Tout à coup il crut avoir été appelé par une voix terrible, et tressaillit comme lorsqu’au milieu d’un brûlant cauchemar nous sommes précipités d’un seul bond dans les profondeurs d’un abîme. Il ferma les yeux ; les rayons d’une vive lumière l’éblouissaient ; il voyait briller au sein des ténèbres une sphère rougeâtre dont le centre était occupé par un petit vieillard qui se tenait debout et dirigeait sur lui la clarté d’une lampe. Il ne l’avait entendu ni venir, ni parler, ni se mouvoir. Cette apparition eut quelque chose de magique. L’homme le plus intrépide, surpris ainsi dans son sommeil, aurait sans doute tremblé devant ce personnage extraordinaire qui semblait être sorti d’un sarcophage voisin. La singulière jeunesse qui animait les yeux immobiles de cette espèce de fantôme empêchait l’inconnu de croire à des effets surnaturels ; néanmoins, pendant le rapide intervalle qui sépara sa vie somnambulique de sa vie réelle, il demeura dans le doute philosophique recommandé par Descartes, et fut alors, malgré lui, sous la puissance de ces inexplicables hallucinations dont les mystères sont condamnés par notre fierté ou que notre science impuissante tâche en vain d’analyser.
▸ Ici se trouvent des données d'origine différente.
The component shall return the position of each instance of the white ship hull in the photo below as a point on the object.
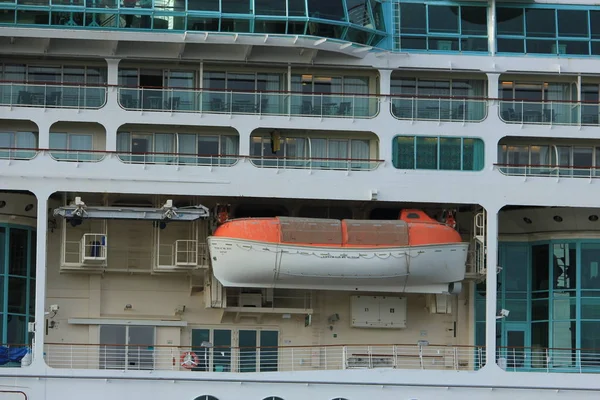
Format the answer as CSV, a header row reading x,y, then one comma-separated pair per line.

Figurez-vous un petit vieillard sec et maigre, vêtu d’une robe eu velours noir, serrée autour de ses reins par un gros cordon de soie. Sur sa tête, une calotte en velours également noir laissait passer, de chaque côté de la figure, les longues mèches de ses cheveux blancs et s’appliquait sur le crâne de manière à rigidement encadrer le front. La robe ensevelissait le corps comme dans un vaste linceul, et ne permettait de voir d’autre forme humaine qu’un visage étroit et pâle. Sans le bras décharné, qui ressemblait à un bâton sur lequel on aurait posé une étoffe et que le vieillard tenait en l’air pour faire porter sur le jeune homme toute la clarté de la lampe, ce visage aurait paru suspendu dans les airs. Une barbe grise et taillée en pointe cachait le menton de cet être bizarre, et lui donnait l’apparence de ces têtes judaïques qui servent de types aux artistes quand ils veulent représenter Moïse. Les lèvres de cet homme étaient si décolorées, si minces, qu’il fallait une attention particulière pour deviner la ligne tracée par la bouche dans son blanc visage. Son large front ridé, ses joues blêmes et creuses, la rigueur implacable de ses petits veux verts, dénués de cils et de sourcils, pouvaient faire croire à l’inconnu que le Peseur d’or de Gérard Dow était sorti de son cadre. Une finesse d’inquisiteur, trahie par les sinuosités de ses rides et par les plis circulaires dessinés sur ses tempes, accusait une science profonde des choses de la vie. Il était impossible de tromper cet homme qui semblait avoir le don de surprendre les pensées au fond des cœurs les plus discrets. Les meurs de toutes les nations du globe et leurs sagesses se résumaient sur sa face froide, comme les productions du monde entier se trouvaient accumulées dans ses magasins poudreux ; vous y auriez lu la tranquillité lucide d’un Dieu qui voit tout, ou la force orgueilleuse d’un homme qui a tout vu.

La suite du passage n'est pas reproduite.